HAPPY BUCKS: Rob Mardirossian gave $100 for the use of Bob Baker’s Cubs’ tickets and John Stone’s generosity in picking up a drink tab at the Park—also the general support given by many Rotarians to his Family Services organization; Ned Meisner recognized his Mother’s birthday; John Thomas was happy with a visit from his sister and her husband; and Tony Kambich recognized the fact that his wife (in attendance as guest) had received a special DAR award when she was in grade school.

DIG N GRIN: Rich Lalley started by listing the 5 organizations that depend on Rotarians’ donations to provide coats for children and that donations can be made via PayPal or by check to  Winnetka Northfield Rotary Charitable Foundation.
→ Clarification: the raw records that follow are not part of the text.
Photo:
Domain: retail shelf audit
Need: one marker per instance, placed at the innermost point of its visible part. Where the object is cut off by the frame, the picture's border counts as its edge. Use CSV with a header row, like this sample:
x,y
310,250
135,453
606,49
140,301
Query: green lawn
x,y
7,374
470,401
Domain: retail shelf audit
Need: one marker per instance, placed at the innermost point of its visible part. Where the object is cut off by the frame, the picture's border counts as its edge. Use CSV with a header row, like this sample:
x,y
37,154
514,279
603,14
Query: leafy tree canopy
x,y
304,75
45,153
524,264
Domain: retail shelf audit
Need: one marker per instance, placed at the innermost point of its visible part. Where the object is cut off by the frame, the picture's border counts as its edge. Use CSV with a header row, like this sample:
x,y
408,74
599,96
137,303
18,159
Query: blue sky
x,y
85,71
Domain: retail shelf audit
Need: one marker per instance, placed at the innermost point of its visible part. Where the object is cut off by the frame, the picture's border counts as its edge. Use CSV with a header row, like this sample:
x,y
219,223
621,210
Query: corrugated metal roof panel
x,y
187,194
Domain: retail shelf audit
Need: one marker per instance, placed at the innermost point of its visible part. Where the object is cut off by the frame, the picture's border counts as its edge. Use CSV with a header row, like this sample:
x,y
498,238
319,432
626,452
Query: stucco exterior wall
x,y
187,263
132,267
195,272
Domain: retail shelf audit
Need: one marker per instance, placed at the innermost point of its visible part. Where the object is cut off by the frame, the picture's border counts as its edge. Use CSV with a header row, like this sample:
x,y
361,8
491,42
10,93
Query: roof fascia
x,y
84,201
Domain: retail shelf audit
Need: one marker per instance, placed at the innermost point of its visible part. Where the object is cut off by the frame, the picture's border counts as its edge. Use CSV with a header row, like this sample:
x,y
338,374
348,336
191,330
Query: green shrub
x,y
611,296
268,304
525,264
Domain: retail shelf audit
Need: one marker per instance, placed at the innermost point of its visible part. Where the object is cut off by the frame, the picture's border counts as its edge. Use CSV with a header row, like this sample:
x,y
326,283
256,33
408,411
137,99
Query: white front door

He then told a couple stories about problems with Catholic politicians’ confessions and  senior citizens  reading road signs.

SPEAKER DAVID STROSBERG RE NORTHSHORE 770 DEVELOPMENT:  (Refer to last week’s announcement of this meeting for details regarding David’s background.) David, and his Marketing Manager Alison Solway, presented information regarding this recent Mariano’s-anchored shopping center and 347-unit apartment building located at the corner of Dundee and Skokie Boulevard in Northbrook. Mariano’s new store is 72,000 square foot versus its  50,000 square foot store in Northfield—which they intend to keep in business.   David founded Morningside Group in 1993 as a real estate firm focused on mixed-use and multi-family development. Its offices are in Chicago and Ann Arbor. The Northbrook project has 100% occupancy in the shopping center and the apartment building started leasing last August with first occupancy set for next January. The rental apartments vary from 700 to 1500 square feet; will be under leases for up to 2 year; have a doorman, rooftop pool, golf simulator, putting green, 10’ ceilings in penthouses (9’ elsewhere), granite counter tops, inside heated parking and a cinema room with a 135” TV set for use by residents. The location has been for sale since the 1990’s and changed hands a couple of times, but developers were having trouble finalizing their  plans, especially the financing of such a large project. A Texas bank ended up with the property in 2010 and Morningside was able to buy it from them. David said that his company went to the Village representatives and door-to-door with the residents to get their support. For the most part, local businesses supported the project, with the exception of a couple of local super markets. It is a great location for retail since daily there are 40,000 cars passing the site on Skokie Blvd.; 20,000 cars passing on Dundee; and 120,000 cars passing the adjacent Edens interchange. His company had to buy the Zengler property and relocate them on the new facility; it had to spend considerable money improving the adjacent roads and traffic signals; and it had to pay the local park district and schools “impact” fees. Ninety-five million was the final cost of the project and several banks handled the financing. David’s power point showed the exterior of the buildings and the interior of the apartments. It is obvious that Morningside put a lot of “extras” into the project to make it look very attractive to consumers, residents, and the local community.